In my undergraduate degree, I built a movie recommendation system using Singular Value Decomposition (SVD). It was the first time I got to see the power of machine learning in action, and the results really surprised me in a good way.

I will go through the process used in the project, and the code for this is available in my Github.

Data Collection

One of the most famous movie data APIs, Open Movie Database (OMDB) was used to get the movie data. The data was then stored in a CSV file. The data consists of 10000 movies and their corresponding ratings from 1000 users. Let’s take a look at the structure of the data.

Let’s have a quick look at the data.

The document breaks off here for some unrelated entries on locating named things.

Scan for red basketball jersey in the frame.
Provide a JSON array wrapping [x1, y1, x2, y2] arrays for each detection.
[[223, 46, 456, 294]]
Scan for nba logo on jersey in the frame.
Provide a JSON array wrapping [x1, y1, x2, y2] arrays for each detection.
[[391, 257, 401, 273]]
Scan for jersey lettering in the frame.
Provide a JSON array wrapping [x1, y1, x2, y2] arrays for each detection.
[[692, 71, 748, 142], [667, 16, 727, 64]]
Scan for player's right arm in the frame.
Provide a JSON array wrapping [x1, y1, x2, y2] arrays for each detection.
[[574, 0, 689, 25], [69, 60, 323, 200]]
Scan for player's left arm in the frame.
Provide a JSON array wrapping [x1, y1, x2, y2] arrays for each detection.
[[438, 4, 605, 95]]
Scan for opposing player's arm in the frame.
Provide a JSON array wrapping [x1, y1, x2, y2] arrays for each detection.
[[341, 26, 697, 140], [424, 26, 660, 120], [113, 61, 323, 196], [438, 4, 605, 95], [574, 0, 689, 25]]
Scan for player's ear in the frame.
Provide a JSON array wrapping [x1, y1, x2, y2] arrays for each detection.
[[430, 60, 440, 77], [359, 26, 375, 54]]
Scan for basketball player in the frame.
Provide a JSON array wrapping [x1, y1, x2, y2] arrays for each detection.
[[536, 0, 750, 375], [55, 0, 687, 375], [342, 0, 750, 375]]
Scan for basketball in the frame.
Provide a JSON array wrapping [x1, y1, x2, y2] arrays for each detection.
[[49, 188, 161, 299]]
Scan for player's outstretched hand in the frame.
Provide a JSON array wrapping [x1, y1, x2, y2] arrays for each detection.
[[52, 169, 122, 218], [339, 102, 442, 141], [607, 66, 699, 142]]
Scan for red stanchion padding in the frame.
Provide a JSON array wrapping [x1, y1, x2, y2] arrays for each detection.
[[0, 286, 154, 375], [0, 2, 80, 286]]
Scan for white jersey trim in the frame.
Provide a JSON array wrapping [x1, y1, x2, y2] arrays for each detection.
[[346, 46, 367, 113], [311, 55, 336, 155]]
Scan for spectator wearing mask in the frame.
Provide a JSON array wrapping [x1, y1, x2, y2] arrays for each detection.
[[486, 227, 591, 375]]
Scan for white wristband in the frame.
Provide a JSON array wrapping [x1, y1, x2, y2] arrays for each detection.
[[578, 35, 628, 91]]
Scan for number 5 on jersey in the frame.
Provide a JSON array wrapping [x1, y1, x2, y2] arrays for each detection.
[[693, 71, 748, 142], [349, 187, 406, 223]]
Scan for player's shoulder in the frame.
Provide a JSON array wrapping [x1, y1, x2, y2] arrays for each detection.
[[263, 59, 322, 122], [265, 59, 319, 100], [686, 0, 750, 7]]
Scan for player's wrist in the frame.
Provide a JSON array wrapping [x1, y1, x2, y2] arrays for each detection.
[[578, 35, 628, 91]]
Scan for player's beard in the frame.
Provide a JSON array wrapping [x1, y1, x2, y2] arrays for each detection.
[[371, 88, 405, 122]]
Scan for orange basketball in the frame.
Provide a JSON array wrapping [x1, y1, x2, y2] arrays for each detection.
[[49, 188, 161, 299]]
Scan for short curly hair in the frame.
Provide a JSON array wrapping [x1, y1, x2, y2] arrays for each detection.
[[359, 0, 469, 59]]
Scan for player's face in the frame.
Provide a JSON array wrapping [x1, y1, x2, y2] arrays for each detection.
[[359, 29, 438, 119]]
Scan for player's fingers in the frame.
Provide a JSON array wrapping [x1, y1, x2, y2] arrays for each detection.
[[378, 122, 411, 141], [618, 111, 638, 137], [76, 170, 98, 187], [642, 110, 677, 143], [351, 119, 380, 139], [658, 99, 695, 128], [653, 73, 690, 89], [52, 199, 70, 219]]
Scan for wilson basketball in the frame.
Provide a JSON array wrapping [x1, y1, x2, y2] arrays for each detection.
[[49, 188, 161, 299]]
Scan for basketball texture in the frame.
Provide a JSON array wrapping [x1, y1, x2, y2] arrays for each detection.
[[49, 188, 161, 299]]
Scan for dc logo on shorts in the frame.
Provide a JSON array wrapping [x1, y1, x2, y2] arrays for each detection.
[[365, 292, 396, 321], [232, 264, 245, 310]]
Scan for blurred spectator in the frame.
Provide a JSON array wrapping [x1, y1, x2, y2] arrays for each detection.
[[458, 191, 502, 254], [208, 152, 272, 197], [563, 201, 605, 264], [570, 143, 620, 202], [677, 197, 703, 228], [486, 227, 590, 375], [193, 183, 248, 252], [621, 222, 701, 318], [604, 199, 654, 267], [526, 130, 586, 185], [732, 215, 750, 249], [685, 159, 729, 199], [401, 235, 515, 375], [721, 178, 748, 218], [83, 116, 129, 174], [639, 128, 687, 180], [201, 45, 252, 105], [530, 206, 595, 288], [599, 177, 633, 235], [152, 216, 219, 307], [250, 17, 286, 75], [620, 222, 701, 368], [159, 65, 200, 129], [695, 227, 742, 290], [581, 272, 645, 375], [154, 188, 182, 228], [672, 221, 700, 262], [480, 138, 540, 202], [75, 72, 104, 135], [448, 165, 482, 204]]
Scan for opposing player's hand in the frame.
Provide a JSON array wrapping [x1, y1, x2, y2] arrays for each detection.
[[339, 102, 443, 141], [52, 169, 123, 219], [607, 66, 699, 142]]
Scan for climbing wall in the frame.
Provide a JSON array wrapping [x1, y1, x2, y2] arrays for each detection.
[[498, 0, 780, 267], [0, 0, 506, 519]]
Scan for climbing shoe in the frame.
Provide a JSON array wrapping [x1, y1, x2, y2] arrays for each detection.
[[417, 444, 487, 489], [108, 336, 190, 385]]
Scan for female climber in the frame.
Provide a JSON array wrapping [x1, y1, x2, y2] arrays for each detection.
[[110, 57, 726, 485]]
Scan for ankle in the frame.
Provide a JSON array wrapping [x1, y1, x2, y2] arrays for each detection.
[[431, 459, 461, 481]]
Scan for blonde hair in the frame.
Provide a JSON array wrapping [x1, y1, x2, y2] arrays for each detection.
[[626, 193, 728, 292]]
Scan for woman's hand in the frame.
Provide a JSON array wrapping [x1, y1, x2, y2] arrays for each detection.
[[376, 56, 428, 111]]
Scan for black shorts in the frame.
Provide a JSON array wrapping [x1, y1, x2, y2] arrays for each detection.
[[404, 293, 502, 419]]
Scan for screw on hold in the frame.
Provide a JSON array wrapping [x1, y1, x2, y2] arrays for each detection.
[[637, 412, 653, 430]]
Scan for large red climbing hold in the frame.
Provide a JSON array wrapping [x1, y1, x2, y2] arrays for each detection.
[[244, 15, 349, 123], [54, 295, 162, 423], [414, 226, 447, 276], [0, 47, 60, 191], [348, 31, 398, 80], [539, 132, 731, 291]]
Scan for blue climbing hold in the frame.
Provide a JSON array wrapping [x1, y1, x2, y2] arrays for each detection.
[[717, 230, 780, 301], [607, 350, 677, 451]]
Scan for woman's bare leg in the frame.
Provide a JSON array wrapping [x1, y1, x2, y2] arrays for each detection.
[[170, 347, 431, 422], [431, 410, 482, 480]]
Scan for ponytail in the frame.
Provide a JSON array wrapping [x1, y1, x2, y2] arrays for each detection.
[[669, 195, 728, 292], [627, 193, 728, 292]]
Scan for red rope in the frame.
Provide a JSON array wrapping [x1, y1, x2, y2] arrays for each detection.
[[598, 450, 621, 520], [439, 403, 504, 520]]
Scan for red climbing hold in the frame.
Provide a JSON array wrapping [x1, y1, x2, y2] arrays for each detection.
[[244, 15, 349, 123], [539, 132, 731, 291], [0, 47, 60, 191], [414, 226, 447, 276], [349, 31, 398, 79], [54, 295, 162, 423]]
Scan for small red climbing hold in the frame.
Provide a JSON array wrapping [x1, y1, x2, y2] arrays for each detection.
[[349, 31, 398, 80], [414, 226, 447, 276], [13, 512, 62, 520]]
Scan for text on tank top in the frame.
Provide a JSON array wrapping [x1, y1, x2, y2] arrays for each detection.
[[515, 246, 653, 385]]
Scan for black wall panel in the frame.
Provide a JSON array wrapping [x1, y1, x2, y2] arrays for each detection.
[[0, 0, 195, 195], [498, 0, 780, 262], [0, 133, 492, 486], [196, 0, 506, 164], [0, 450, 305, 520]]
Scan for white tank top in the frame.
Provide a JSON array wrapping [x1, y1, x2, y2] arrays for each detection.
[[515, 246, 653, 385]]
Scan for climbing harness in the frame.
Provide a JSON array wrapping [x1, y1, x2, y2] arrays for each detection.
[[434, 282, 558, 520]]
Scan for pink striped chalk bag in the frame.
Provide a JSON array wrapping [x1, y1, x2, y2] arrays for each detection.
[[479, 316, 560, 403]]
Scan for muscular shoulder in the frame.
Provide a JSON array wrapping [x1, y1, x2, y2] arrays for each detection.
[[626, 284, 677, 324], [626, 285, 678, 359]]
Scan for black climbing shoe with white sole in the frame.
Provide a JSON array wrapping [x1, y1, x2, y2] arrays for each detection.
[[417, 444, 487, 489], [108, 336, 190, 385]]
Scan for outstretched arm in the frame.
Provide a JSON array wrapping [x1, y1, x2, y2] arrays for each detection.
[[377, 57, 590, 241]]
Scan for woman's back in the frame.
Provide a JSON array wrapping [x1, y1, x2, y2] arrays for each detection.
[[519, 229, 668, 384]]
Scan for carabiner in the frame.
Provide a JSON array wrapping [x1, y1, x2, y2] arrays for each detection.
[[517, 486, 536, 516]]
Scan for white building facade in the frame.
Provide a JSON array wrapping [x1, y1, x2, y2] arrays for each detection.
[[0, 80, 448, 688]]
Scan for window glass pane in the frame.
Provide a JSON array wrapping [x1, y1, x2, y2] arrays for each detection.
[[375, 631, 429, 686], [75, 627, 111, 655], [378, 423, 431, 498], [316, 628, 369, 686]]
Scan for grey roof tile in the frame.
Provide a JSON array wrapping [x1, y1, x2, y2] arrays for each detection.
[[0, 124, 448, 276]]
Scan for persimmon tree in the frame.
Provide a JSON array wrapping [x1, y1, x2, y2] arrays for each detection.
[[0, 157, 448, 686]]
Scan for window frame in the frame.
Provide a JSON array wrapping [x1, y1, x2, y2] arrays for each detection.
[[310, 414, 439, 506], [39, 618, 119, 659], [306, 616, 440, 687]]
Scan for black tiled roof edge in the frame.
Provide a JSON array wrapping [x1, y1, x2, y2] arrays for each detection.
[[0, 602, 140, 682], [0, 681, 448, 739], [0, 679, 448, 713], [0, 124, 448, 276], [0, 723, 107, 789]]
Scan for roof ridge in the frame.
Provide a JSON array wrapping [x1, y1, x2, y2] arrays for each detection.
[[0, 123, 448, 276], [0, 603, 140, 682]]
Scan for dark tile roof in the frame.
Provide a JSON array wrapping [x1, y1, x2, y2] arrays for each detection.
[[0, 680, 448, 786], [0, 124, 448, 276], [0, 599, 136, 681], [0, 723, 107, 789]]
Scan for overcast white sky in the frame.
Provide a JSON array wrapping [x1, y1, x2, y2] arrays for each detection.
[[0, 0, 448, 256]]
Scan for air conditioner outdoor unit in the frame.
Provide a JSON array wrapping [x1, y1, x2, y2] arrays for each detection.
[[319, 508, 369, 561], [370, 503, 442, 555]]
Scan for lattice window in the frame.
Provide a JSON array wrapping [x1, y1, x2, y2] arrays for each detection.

While there are other files in the dataset, we will only be using the u.data file because it has all the ratings information we need.

user_id item_id rating timestamp
196	242	3	881250949
186	302	3	891717742
22	377	1	878887116
244	51	2	880606923
166	346	1	886397596

Data Preprocessing

import numpy as np
import pandas as pd
from sklearn.metrics import mean_squared_error
import matplotlib.pyplot as plt
import random


# Load data from disk
def ratings_reader():
   names = ['user_id', 'item_id', 'rating', 'timestamp']
   df = pd.read_csv('dataset/u.data', sep='\t', names=names)
   n_users = df.user_id.unique().shape[0]
   n_items = df.item_id.unique().shape[0]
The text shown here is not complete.